Feminism is getting hotter. Sparking a global spring, girls and women are taking on the world political-economic order on the ground and through technology. More power to this movement for equality, equity and transformation of all forms of domination. Welcome to a moment that tireless struggle has again born.
Once the dilemma was about the “I’m not feminist, but…” kind of feminism, the belief in and practice of its politics that nonetheless ran from the backlash stereotypes associated with its identity and community.
However, going more mainstream has attached feminism to wider practices and representations, raising questions about the relationship between feeling powerful and undoing powerful hierarchies, as well as making us look harder at feminisms mix with capitalism, its long-marketed racist and sexist ordering of women, and its containment of the broadest goals of empowerment.
Take bootylicious feminism, also seen in Nicki Minaj’s dancehall queen version. Beyonce’s brand champions women as flawless and sexy, smart and powerful, economically in control and unanswerable to the politics of respectability. It also sells sex as it sells feminism.
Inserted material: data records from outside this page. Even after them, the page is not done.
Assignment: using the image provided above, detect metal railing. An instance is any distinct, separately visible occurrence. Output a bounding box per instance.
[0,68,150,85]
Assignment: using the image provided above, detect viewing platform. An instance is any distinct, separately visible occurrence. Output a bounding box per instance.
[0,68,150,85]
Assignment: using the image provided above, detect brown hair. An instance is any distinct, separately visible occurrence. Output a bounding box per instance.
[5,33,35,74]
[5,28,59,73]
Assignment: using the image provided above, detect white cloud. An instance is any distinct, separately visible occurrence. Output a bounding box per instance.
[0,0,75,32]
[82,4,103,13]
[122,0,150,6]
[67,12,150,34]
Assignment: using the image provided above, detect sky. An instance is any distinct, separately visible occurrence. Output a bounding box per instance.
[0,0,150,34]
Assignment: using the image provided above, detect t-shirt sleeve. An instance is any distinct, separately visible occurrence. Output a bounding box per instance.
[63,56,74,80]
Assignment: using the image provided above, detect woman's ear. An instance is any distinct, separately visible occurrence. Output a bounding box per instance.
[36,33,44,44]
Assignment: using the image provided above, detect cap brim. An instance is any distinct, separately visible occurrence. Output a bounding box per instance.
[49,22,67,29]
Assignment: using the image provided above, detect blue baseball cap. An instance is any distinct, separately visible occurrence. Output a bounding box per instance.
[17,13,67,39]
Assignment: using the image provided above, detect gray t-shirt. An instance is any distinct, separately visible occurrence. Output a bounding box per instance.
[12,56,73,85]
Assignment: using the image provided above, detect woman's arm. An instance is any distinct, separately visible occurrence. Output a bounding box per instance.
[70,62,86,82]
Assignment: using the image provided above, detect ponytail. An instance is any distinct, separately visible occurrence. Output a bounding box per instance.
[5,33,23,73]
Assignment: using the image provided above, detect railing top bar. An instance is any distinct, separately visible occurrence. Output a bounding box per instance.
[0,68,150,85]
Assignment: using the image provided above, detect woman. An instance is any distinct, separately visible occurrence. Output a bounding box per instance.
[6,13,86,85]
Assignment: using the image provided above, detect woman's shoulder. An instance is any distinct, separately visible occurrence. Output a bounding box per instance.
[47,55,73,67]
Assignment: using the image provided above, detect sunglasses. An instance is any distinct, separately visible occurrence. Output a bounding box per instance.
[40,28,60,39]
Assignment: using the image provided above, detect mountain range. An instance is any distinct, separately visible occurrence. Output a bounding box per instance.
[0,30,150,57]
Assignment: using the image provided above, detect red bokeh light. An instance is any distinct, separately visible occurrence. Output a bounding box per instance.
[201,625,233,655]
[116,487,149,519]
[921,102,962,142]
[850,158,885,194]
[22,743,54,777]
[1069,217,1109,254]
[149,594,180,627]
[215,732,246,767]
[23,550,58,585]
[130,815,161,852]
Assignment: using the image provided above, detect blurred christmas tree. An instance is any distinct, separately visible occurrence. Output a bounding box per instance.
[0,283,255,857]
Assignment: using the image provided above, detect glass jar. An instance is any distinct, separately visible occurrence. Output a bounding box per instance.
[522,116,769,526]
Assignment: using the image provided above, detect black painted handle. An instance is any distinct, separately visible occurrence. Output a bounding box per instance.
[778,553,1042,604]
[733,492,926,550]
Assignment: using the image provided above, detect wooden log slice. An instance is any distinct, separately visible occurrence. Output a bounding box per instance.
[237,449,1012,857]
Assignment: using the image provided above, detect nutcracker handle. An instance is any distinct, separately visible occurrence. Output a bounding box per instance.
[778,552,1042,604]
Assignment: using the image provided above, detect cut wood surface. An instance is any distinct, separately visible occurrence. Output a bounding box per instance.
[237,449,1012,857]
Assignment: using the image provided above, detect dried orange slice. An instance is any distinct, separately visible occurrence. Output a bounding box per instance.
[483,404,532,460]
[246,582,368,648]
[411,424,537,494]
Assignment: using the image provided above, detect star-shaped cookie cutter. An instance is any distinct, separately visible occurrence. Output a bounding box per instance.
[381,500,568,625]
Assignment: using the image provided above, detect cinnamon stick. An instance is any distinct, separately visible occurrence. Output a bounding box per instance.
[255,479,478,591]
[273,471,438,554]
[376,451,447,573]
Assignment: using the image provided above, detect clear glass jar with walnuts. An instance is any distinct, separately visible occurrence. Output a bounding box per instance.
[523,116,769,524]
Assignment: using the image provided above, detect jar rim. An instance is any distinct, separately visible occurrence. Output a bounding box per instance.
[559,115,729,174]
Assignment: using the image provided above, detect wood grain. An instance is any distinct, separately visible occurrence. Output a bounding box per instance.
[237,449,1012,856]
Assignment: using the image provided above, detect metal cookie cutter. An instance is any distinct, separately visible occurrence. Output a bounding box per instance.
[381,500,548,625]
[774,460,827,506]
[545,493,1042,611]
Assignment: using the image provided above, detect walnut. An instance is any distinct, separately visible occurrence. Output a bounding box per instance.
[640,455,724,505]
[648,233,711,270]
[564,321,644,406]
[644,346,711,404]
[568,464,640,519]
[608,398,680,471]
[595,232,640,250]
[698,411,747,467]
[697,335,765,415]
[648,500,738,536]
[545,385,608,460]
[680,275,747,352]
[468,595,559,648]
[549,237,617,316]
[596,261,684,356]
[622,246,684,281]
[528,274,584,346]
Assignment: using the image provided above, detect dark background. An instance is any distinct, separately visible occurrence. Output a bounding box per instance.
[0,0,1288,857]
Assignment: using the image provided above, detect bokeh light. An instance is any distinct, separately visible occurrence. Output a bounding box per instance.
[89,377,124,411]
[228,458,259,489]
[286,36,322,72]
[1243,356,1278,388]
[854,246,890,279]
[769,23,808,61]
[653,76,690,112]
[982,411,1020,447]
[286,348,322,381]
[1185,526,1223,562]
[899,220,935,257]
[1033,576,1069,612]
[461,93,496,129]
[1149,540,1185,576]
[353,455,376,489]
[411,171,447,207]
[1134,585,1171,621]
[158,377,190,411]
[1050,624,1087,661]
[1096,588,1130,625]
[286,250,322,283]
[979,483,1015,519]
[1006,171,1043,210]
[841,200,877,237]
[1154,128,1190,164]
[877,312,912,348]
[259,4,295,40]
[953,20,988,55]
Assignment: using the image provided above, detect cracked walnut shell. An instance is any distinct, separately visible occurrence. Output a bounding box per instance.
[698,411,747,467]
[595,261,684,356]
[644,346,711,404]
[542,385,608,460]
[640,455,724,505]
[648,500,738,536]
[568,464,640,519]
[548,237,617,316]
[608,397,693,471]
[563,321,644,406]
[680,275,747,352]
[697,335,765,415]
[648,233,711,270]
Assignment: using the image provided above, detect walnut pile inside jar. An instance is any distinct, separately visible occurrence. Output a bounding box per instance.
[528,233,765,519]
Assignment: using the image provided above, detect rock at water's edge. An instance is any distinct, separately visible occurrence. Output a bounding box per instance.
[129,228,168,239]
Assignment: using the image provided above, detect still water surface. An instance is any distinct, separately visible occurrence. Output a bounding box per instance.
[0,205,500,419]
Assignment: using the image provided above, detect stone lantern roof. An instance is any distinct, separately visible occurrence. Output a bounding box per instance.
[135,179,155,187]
Indeed, here, sex sells feminism, potentially popularising a narrower project than dismantling the beauty myths still packaging the meanings of female sexuality. What do hypersexual feminisms do for kinds that are not or refuse to be sexy?
I’ve wondered about this when my friend Nicole was shamed for playing J’Ouvert topless but for nipple coverings, and in an old short pants, making explicit just how little pretty mas nakedness has opened a space for women’s non-prettied bodies on the road, on their own terms, even on Carnival days.
I’ve thought about this when women face censure for shamelessly breastfeeding their babies. I’ve reflected on this as I envision the postcolonial feminisms I want for my little brown girl.
There’s feminist struggle for sex positivity. Existing double standards shame women in ways that men—even those who are molesters, rapists or adulterers—don’t face, and strippers, sex workers and “skettels” usually scorned behaviour means they are least protected by the law, unions, immigration officials and health institutions. This must change.
The question isn’t whether women have a right to make the choices they do. Instead our attention should be on the choices available, and the ones still determining women’s greatest rewards, pleasures and value.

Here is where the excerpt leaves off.